Isotope-dilution UPLC-MS/MS determination of cell-secreted bioactive lipids

Abstract

Secreted bioactive lipids play critical roles in cell-to-cell communication and have been implicated in inflammatory immune responses such as anaphylaxis, vasodilation, and bronchoconstriction. Analysis of secreted bioactive lipids can be challenging due to their relatively short lifetimes and structural diversity. Herein, a method has been developed using ultraperformance liquid chromatography-tandem mass spectrometry (UPLC-MS/MS) to quantify five cell-secreted, structurally and functionally diverse bioactive lipids (PGD₂, LTC₄, LTD₄, LTE₄, PAF) that play roles in inflammation. Sample analysis time is 5 min, and isotopically labeled internal standards are used for quantification. This method was applied to an immortal secretory cell line (RBL-2H3), a heterogeneous primary cell culture containing peritoneal mast cells, and murine platelets.
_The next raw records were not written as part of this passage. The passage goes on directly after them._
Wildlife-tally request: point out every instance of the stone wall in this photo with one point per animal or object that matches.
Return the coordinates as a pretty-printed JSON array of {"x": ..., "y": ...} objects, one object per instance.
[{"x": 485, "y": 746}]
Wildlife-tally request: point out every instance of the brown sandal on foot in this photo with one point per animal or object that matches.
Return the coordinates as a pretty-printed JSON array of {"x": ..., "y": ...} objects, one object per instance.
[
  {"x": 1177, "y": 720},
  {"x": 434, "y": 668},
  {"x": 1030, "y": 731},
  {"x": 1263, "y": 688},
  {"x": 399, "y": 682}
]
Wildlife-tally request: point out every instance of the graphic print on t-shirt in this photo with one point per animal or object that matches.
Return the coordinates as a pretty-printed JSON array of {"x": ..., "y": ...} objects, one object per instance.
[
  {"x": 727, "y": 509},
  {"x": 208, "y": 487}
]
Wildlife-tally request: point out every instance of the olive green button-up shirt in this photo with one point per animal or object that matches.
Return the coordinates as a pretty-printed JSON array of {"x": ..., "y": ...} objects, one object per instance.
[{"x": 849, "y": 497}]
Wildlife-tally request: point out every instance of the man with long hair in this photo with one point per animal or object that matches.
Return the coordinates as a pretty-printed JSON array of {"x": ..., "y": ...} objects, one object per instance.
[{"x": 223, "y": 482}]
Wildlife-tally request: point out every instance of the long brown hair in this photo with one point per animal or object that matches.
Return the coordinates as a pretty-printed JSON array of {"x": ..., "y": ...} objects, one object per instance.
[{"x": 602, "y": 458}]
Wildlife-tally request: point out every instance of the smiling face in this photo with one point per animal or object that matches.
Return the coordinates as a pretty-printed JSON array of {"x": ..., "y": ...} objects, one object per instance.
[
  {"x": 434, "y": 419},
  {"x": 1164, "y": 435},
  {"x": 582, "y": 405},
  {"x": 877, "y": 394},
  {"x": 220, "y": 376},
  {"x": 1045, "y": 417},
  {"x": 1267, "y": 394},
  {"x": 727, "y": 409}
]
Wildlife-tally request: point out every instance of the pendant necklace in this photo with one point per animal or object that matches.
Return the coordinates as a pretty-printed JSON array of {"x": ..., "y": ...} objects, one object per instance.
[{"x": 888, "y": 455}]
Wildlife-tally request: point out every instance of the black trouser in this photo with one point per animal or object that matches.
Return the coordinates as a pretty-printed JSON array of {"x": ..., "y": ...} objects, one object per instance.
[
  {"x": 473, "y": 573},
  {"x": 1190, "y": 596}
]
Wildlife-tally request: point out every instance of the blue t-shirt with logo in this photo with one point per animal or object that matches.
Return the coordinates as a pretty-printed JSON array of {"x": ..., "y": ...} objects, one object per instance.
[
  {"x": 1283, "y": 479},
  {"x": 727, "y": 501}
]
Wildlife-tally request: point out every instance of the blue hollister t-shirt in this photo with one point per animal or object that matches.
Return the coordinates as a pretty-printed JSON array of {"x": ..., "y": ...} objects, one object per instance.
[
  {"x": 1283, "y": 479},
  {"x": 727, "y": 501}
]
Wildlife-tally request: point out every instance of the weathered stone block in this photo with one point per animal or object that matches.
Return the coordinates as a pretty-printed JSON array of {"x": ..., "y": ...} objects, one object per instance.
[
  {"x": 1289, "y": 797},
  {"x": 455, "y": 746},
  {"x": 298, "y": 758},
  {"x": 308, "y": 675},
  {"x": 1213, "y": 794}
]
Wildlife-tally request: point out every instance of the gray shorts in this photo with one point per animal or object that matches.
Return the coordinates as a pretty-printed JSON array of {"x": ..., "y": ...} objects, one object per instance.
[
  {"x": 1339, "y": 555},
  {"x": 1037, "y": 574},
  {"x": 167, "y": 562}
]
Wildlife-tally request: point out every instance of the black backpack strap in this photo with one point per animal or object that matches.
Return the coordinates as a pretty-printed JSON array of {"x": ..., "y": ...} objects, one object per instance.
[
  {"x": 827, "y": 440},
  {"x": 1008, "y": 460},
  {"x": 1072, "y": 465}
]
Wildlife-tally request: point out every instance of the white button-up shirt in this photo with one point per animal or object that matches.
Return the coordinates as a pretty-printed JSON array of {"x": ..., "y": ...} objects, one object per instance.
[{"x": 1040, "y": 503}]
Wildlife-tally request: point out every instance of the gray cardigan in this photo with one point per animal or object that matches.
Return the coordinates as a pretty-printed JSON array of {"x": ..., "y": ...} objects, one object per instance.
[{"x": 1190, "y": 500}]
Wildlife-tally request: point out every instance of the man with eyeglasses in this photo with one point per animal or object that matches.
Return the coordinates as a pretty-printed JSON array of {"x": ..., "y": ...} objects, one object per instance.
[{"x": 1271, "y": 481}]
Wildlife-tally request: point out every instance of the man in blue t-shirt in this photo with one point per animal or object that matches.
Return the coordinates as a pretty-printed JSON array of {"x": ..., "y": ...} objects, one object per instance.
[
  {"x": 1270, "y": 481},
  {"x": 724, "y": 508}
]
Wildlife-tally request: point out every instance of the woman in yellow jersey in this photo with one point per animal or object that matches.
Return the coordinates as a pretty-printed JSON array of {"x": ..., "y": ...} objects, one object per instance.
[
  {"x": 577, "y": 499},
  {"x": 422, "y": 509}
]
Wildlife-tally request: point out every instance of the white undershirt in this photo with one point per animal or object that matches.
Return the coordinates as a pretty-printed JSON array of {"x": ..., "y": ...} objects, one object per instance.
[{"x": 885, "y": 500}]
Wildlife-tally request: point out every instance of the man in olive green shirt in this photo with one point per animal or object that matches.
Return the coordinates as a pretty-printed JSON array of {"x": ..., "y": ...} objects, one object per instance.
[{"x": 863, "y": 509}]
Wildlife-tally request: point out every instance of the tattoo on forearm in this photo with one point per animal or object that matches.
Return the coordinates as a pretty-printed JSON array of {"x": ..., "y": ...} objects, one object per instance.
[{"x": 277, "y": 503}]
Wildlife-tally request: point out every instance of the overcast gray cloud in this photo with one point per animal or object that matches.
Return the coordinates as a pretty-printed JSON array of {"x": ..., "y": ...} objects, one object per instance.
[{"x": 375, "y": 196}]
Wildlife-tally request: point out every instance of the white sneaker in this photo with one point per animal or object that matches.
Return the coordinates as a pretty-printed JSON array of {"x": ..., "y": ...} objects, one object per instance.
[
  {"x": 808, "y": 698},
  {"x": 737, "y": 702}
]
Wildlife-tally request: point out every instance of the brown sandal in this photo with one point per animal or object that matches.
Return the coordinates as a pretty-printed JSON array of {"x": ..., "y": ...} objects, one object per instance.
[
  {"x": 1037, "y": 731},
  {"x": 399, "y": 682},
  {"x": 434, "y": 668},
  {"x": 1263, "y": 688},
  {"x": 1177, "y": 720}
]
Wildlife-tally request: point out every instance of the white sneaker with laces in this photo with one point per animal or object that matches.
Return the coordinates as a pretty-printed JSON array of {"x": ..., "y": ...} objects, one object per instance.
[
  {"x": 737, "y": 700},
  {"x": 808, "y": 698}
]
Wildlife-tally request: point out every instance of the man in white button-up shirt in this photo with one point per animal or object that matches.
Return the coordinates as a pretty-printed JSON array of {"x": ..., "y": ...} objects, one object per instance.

In RBL cell supernatant samples, intrasample precisions ranged from 7.32–21.6%, averaging 17.0%, and spike recoveries in cell supernatant matrices ranged from 88.0–107%, averaging 97.0%. Calibration curves were linear from 10 ng mL⁻¹ to 250 ng mL⁻¹, and limits of detection ranged from 0.0348 ng mL⁻¹ to 0.803 ng mL⁻¹. This method was applied to the determination of lipid secretion from mast cells and platelets, demonstrating broad applicability for lipid measurement in primary culture biological systems.